Magdalena Stępień zebrała setki tysięcy zł na rzecz chorego synka. "Będzie kolejna zbiórka". Potrzebne są miliony
Magdalena Stępień niedawno ogłosiła zbiórkę na rzecz swojego synka Oliwiera. Nie było zaskoczeniem, że szybko udało jej się zebrać całą kwotę. Ale, jak powiedziała, "będzie kolejna zbiórka".
Oliwier, który jest owocem związku Magdaleny Stępień i Jakuba Rzeźniczaka, ma bardzo rzadkiego guza wątroby. Chłopiec jest "prawdopodobnie trzecim w Polsce dzieckiem z takim rozpoznaniem", jak pisze jego matka. Magdalena Stępień niedawno ogłosiła zbiórkę na rzecz synka. Ale to nie koniec.
Szanse na wyleczenie chłopca w Polsce są nikłe, ale dzięki pomocy m.in. Anny Lewandowskiej udało się znaleźć specjalistyczną klinikę w Izraelu, która się tego podejmie. Na badania z możliwością dalszego leczenia potrzebna była kwota 350 tysięcy złotych.
Pod koniec stycznia młoda mama podzieliła się smutną wiadomością o tym, że jej maleńki synek Oliwier ma nowotwór i uruchomiła zbiórkę. Pieniądze zostały zebrane w siedem godzin, a Magdalena Stępień nie kryła łez wzruszenia, ogłaszając sukces zbiórki i dziękując wszystkim za zaangażowanie.
- Kochani, ja nie wiem, co mam powiedzieć, ale z całego serca Wam dziękuję. Za całą pomoc i wsparcie. W imieniu Oliwierka też. To jest niesamowite, ile mamy tutaj cudownych ludzi, którzy pomogli nam i w tak szybkim tempie zebraliśmy tyle już pieniędzy - mówiła na swoim InstaStories Stępień.
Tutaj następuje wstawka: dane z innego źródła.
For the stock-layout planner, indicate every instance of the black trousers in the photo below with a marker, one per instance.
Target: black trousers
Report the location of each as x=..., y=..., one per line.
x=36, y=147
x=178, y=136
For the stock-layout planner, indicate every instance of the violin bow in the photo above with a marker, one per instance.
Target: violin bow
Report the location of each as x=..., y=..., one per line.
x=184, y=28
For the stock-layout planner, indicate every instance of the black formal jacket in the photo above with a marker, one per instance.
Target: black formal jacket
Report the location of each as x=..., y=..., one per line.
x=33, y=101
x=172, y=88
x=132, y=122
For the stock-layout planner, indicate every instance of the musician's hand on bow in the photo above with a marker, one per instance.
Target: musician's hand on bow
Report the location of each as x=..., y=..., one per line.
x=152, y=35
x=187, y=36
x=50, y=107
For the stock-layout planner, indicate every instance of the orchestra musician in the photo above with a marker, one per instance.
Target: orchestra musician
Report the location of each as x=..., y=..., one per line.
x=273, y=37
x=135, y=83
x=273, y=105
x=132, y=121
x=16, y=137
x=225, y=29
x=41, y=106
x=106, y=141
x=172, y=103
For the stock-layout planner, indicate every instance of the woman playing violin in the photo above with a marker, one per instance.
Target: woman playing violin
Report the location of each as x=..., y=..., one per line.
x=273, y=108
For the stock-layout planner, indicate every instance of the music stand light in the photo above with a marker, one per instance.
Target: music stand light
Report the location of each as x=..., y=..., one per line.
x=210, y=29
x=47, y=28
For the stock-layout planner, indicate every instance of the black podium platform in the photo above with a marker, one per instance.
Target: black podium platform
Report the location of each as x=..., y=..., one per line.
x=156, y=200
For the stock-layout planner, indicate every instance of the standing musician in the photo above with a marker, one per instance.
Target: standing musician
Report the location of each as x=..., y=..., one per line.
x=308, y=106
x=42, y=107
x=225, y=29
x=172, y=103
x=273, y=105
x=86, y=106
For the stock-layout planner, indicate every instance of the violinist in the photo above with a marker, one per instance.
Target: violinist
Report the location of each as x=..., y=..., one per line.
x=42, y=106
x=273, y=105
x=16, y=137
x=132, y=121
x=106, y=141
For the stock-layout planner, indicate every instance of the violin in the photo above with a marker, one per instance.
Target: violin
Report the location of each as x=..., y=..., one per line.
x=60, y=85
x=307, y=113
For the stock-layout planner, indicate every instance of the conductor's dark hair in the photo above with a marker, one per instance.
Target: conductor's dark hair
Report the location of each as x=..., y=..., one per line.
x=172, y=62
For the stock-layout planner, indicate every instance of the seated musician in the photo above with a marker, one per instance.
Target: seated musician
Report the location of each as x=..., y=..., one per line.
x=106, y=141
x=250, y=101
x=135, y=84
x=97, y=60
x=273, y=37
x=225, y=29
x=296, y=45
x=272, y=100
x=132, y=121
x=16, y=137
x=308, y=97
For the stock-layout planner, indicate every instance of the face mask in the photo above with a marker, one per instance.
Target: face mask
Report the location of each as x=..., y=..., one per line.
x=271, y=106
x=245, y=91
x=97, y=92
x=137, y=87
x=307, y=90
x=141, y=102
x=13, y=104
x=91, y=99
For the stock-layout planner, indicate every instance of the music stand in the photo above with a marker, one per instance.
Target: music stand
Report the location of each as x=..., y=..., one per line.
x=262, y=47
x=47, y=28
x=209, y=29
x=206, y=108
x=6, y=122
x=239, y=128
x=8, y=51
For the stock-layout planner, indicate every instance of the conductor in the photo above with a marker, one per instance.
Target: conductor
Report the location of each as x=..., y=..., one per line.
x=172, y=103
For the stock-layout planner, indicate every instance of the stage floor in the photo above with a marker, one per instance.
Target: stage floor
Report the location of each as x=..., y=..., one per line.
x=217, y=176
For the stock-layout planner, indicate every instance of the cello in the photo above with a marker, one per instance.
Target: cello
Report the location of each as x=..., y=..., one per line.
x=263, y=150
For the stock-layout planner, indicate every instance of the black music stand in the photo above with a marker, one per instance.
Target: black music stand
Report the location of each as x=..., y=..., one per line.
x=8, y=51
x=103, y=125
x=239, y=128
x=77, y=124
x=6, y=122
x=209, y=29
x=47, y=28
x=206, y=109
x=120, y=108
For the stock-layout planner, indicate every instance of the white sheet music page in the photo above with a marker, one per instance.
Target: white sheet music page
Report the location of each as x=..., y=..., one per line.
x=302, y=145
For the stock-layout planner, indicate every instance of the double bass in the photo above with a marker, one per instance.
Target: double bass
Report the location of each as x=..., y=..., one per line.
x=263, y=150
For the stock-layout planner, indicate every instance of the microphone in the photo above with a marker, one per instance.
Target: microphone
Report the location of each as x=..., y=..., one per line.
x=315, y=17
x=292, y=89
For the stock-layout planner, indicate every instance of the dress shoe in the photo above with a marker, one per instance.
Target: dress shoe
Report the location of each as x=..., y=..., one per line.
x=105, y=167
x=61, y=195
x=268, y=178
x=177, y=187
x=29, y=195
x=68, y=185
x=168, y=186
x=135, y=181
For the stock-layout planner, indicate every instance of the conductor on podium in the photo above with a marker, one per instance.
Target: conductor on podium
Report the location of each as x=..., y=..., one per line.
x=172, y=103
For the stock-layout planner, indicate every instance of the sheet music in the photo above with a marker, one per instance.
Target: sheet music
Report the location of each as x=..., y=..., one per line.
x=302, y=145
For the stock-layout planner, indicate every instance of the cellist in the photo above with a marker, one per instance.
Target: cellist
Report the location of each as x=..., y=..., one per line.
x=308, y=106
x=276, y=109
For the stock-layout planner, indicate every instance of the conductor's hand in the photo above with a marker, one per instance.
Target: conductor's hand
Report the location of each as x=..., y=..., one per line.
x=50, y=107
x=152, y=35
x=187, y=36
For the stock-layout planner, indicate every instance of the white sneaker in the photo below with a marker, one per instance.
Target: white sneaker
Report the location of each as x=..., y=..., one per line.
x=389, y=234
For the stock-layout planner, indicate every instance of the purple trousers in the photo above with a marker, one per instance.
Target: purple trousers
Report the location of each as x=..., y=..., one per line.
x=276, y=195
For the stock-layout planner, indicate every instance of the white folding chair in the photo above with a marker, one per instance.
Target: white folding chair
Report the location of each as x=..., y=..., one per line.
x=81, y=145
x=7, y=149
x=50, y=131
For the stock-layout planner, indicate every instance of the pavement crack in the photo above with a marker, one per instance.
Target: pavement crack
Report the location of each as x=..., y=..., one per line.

Magazyn "Fakt" zapytał Magdalenę Stępień, czy zebrana podczas zbiórki kwota pokryje cały koszt leczenia.
- To jest tylko część kwoty, całą kwotę poznam na miejscu - powiedziała Magdalena Stępień i zapowiedziała kolejną akcję. - Będzie kolejna zbiórka, bo myślę, że całkowity koszt to będzie kilka milionów. Ale tego dowiemy się na miejscu.